David Chelimsky dchelimsky at gmail.com
Sat May 5 13:02:43 EDT 2007

On 5/5/07, nicholas a. evans <nick at ekenosen.net> wrote:
> On 5/4/07, David Chelimsky <dchelimsky at gmail.com> wrote:
> > FYI - Jay Fields has a Validatable framework that includes some
> > test/unit assertions that look like this:
> >
> > Foo.must_validate do
> >   presence_of :name
> >   format_of(:name).with(/^[A-Z]/)
> >   numericality_of(:age).only_integer(true)
> > end
> ...
> > Whether you choose to use his framework or write your own, I think
> > there is something to be learned from its expressiveness.
> Something doesn't sit right with me for both Jay Field's test
> validations and also
> http://spicycode.com/2007/4/2/rspec-expecation-matchers-part-ii
> To me, it feels like both of them are testing the implementation too
> closely, rather than checking the expected behavior.  I think that
> this problem is best exhibited by format_of.  What am I verifying?
> That the production code contains the exact same regex as my spec
> code?  That seems a bit silly to me, when the regex itself is the item
> that should be tested most!  It's what is carrying the behavior.  And,
> while the simple "first character should be a capital letter" may seem
> like a silly one to worry about, what about a more complicated regex,
> such as an email address validation?  I would seriously distrust any
> spec containing a complicated regex which is attempting to validate
> another complicated regex.
> What I'd *really* like is something a lot simpler (even if more
> verbose), that focuses entirely on examples and the behavior exhibited
> for those examples.  Basically, I want to give a set of invalid
> examples, and verify that they are indeed invalid, as well as some
> valid examples, and verify that they pass validation.
> But I'm still having a hard time coming up with a nice syntax for
> this.  I was having a discussion with a coworker about this earlier in
> the week, and I pastied my first thoughts about this here:
> http://pastie.caboo.se/58438  After resting on it a bit, I also came
> up with another syntax, pastied here: http://pastie.caboo.se/59162
> I'll readily admit that Jay Field's DSL looks much nicer than what
> I've come up with so far... but I'd rather stick with the plain
> vanilla rspec, and be certain that I'm asserting an expected model
> behavior against examples than expect the implementation details of
> which ActiveRecord validation was used.
> Am I just making things harder for myself?  Am I missing the boat on a
> useful simplification?

This is a very gray area.

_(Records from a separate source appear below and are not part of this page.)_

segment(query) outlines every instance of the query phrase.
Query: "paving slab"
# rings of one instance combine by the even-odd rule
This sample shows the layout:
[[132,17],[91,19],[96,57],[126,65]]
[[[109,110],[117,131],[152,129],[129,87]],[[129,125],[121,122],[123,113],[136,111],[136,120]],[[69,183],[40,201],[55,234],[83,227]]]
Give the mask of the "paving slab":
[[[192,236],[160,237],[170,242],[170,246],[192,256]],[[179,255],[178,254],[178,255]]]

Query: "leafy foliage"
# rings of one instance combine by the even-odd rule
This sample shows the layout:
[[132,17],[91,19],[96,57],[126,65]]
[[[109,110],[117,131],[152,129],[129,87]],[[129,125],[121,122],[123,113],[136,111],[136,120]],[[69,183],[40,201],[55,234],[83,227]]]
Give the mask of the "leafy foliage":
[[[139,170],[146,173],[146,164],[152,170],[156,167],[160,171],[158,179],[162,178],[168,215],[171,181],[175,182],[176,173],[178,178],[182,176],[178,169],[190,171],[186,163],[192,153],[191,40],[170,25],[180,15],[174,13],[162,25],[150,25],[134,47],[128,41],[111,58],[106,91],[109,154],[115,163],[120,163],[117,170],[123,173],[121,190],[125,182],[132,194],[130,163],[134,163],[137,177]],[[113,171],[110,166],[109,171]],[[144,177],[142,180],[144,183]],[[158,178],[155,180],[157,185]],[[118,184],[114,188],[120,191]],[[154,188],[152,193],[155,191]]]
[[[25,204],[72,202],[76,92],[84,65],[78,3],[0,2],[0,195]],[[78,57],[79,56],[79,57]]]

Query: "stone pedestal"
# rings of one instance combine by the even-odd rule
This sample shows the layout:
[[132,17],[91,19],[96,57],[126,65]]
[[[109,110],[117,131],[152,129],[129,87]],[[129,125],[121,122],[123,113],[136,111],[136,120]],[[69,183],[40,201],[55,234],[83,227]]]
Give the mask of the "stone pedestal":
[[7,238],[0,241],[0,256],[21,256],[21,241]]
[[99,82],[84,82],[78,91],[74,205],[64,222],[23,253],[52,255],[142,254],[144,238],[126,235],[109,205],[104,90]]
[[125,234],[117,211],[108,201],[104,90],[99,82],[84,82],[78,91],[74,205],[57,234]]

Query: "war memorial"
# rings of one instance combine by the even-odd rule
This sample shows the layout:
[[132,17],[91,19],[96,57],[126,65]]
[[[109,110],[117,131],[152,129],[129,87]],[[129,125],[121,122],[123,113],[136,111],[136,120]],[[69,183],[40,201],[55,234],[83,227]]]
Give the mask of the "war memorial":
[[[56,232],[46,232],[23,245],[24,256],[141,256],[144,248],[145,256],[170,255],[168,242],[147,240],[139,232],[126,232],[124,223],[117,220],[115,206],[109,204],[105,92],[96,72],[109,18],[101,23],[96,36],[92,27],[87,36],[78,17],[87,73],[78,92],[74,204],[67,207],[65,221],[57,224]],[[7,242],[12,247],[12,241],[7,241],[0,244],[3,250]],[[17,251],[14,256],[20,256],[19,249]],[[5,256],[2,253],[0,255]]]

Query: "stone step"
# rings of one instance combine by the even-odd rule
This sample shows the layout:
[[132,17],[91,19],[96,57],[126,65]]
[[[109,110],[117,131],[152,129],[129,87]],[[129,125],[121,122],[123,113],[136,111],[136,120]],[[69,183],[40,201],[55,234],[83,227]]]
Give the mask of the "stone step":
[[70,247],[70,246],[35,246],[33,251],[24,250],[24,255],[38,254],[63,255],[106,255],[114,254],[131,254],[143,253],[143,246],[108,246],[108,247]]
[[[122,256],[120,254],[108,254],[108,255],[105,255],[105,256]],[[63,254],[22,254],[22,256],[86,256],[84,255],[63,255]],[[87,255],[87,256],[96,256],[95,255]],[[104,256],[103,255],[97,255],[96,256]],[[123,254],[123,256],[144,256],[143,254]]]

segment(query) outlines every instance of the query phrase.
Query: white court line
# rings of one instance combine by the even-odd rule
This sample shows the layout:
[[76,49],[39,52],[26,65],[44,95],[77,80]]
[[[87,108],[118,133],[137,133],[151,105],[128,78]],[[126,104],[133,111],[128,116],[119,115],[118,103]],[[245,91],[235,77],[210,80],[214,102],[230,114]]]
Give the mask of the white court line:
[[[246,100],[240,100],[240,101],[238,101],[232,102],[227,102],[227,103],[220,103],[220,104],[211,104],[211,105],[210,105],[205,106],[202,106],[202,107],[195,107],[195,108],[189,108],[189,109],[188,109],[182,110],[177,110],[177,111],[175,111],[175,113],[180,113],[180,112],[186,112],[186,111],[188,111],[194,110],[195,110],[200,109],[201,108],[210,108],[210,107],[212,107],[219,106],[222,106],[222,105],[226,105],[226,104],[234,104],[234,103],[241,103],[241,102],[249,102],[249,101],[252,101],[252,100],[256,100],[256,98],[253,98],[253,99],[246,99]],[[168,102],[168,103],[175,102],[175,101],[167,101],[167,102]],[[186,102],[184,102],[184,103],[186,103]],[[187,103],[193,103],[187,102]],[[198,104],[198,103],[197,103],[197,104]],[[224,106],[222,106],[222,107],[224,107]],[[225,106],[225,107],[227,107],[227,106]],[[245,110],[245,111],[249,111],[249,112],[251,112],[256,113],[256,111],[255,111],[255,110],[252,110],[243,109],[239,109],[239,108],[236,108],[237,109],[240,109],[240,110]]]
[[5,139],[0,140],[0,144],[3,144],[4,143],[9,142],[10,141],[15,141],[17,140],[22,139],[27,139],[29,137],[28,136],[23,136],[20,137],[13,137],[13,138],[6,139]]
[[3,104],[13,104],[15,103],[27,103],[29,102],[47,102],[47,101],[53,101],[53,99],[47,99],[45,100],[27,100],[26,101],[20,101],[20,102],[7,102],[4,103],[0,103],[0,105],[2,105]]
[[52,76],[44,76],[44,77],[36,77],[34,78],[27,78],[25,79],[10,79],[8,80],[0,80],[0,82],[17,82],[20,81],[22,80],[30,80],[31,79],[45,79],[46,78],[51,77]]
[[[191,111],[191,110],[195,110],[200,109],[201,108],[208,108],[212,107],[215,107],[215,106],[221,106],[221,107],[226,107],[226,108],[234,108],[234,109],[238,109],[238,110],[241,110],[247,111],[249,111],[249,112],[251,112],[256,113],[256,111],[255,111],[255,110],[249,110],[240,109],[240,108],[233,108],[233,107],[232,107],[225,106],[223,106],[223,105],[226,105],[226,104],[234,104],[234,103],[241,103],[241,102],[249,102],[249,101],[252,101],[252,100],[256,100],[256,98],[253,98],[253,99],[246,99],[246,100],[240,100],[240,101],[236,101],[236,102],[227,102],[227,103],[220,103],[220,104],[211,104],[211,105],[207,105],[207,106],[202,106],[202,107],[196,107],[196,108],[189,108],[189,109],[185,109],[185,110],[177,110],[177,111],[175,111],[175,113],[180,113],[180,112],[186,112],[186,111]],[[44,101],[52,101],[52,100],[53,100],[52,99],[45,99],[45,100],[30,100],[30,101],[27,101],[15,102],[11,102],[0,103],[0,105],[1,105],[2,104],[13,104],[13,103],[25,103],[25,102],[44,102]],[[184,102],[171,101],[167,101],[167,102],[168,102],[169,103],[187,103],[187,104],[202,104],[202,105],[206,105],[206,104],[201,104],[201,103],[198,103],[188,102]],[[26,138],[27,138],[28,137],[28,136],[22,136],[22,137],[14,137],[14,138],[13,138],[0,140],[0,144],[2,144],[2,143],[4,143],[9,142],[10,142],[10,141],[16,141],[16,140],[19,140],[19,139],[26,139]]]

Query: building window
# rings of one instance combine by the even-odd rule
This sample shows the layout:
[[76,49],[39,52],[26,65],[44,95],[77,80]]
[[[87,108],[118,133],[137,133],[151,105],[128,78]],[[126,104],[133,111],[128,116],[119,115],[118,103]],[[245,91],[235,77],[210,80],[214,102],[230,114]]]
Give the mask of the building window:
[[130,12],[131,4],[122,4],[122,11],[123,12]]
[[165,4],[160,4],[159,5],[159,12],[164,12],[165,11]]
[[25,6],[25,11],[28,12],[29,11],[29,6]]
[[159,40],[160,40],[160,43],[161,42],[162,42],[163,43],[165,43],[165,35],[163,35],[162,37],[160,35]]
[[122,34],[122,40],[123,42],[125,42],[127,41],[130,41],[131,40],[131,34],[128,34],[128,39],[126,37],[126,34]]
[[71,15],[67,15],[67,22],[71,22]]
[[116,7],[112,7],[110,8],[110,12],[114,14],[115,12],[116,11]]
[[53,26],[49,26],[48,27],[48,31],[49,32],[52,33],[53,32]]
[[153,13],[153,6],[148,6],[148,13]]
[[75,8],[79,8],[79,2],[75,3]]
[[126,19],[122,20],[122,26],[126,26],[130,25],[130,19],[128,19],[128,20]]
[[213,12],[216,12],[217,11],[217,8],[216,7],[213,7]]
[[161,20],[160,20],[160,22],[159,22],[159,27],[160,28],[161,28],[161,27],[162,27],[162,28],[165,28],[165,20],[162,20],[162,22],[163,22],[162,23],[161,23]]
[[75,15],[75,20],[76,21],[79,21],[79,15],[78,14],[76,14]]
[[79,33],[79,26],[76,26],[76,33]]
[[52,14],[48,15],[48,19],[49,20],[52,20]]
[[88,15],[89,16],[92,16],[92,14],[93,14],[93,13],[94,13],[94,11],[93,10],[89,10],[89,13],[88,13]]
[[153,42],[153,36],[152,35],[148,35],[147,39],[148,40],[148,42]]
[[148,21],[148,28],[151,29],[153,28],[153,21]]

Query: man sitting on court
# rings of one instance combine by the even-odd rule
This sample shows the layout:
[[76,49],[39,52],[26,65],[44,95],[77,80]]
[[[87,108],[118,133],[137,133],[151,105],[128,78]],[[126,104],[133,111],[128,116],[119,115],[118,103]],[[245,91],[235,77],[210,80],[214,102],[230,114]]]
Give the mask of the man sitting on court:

I can see arguments for Jay's approach and
for the approach you're going for as well. The trick is to not get up
in the dogma of any given approach and understand why it might or
might not be valuable, and in what situations. Why do we care about
avoiding implementation details in tests? Because they make tests
brittle. Why? Because implementations tend to change more than
interfaces. What about our model implementation might change? Are we
going to possibly change from ActiveRecord::Base to some other
persistence framework?

Assuming very low likelihood that we'll decouple our Rails apps from
AR, then I think it's OK to do these simpler but more implementation
focused tests. They cover a LOT of ground in a very clear way.

Here's another way to look at it. There is a rule of thumb in TDD that
says "test YOUR code, not somebody else's." The idea is that when
you're using someone else's API, you should hide it behind an adapter
that is catered to the needs of your application. In tests of your
code, you specify that they should use the wrapper correctly using
mock implementations of the wrapper. Then you have a small suite of
tests that verifies that your wrapper interacts correctly w/ the 3rd
partly API. This allows you great flexibility in switching to a
different API.

In that case, nobody would blink an eye if you used the mocks to
specify that your model interacts correctly with the adapter.

Accepting that approach, then what is the difference, really, between
that and Jay's approach, which essentially mocks AR and lets you
specify that your model class interacts with it correctly?